As Jews, we are all one. If one of us cries, we should all cry out. But we care more about some bizarre, 14th-century interpretation of the law than we do about the well-being of a family. We would rather curse the darkness than light a candle. We would rather put our own Torah through the looking-glass until it is distorted beyond recognition. And in doing so, we affect real lives. People like Alicia, who is a great contributor to any community. People like her children, who could have become the sort of husbands and fathers we need more of. Instead, we have turned them into a korban. And we will be the ultimate losers.
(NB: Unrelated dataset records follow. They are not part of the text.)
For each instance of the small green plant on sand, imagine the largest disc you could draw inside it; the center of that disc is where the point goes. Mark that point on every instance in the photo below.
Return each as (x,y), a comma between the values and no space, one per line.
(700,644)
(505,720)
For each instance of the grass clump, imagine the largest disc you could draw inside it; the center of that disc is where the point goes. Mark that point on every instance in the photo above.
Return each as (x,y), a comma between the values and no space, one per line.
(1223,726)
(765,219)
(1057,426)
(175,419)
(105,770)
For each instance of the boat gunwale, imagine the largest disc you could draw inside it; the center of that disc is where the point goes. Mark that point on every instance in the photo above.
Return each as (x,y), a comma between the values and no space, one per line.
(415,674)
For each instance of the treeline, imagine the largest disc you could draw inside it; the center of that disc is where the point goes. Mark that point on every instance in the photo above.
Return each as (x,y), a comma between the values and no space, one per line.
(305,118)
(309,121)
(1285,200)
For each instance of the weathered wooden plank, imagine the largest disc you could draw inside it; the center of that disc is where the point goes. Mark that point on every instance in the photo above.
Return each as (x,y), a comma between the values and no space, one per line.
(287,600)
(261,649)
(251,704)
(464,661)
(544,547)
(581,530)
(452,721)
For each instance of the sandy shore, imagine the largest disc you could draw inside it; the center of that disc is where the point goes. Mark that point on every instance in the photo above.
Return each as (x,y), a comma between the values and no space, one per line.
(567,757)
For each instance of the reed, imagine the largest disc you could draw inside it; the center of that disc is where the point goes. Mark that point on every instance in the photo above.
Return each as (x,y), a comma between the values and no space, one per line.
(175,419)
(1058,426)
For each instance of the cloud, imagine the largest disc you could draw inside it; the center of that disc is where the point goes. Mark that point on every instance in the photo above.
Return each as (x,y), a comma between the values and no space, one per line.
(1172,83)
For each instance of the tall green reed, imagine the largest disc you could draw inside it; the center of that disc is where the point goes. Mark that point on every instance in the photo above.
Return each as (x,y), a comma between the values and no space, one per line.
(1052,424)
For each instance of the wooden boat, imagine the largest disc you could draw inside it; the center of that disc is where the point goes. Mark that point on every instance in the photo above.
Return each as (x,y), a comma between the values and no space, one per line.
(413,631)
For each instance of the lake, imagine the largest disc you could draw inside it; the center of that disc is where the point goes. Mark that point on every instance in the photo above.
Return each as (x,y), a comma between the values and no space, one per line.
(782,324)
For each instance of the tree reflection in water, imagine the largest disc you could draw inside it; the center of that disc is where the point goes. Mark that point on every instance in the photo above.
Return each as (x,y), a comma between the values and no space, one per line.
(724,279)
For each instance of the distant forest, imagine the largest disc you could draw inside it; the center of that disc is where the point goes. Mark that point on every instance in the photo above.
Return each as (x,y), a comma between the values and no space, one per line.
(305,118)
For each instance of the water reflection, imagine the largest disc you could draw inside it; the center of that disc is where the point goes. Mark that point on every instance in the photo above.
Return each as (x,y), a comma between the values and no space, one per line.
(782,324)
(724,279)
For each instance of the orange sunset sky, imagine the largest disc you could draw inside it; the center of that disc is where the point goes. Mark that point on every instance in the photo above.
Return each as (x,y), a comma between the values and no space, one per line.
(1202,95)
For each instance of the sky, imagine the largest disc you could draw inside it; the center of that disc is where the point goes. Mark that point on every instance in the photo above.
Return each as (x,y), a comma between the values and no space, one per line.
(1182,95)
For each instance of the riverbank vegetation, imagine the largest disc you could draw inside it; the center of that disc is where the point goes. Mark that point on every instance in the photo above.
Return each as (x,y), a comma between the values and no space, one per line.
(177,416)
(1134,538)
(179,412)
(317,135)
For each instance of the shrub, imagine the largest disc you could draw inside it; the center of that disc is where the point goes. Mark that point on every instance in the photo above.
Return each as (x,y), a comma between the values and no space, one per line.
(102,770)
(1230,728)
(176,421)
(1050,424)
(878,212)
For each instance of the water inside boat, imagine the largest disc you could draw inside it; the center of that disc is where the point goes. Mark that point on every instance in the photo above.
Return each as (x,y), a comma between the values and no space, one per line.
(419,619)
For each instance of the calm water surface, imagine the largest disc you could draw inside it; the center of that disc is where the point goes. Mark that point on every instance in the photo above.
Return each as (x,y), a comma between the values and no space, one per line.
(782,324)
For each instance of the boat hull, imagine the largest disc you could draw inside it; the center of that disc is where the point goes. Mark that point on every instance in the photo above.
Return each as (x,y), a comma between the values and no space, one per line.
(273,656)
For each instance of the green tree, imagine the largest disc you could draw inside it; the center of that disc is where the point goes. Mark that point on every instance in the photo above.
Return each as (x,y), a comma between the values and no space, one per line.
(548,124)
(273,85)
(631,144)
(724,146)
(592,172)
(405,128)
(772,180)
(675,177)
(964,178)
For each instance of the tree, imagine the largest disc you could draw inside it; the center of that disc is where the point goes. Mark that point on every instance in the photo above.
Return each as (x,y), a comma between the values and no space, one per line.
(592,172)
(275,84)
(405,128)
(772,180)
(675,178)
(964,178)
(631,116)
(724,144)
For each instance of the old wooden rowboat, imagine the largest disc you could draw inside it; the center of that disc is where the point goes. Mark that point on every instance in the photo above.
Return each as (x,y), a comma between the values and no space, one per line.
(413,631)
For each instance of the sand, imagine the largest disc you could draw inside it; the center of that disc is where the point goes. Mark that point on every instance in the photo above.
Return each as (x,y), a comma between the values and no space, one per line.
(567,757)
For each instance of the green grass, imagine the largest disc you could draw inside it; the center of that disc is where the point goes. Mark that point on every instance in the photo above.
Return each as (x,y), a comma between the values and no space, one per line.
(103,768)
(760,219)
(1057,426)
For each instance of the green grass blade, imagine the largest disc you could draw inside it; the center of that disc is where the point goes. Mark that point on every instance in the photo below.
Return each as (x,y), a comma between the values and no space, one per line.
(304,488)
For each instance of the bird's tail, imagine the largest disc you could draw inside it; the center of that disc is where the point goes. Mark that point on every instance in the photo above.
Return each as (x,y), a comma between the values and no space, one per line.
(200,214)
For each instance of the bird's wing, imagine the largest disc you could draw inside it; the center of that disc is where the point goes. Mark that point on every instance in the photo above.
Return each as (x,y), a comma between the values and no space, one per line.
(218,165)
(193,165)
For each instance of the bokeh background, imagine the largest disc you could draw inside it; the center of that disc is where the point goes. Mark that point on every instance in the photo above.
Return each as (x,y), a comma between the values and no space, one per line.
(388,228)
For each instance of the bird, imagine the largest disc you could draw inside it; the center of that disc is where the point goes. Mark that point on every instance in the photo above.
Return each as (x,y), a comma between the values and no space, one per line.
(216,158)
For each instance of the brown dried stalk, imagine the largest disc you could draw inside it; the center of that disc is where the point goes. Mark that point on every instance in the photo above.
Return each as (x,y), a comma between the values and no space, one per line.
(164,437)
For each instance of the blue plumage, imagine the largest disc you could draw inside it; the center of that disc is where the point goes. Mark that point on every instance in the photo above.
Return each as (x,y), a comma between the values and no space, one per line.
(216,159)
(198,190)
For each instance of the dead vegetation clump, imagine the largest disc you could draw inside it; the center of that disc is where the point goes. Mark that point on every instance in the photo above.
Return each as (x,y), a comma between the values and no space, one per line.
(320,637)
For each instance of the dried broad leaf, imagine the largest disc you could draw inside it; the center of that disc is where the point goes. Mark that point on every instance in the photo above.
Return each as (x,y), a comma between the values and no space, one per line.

Now, the Torah makes provisions for divorce. But, in the text itself, it only says that if a man wants to send his wife away, he has to give her a get. Nowhere does the Torah (and I’m referring only to the first five books here) state any laws about custody. It is only our sages, great but still fallible men, who have made this policy. And it is the passage of time that has calcified this rule into an unbreakable part of our mesorah. The rightness or justice in the eyes of Hashem is never the issue. Only holding on to a past that may never have existed.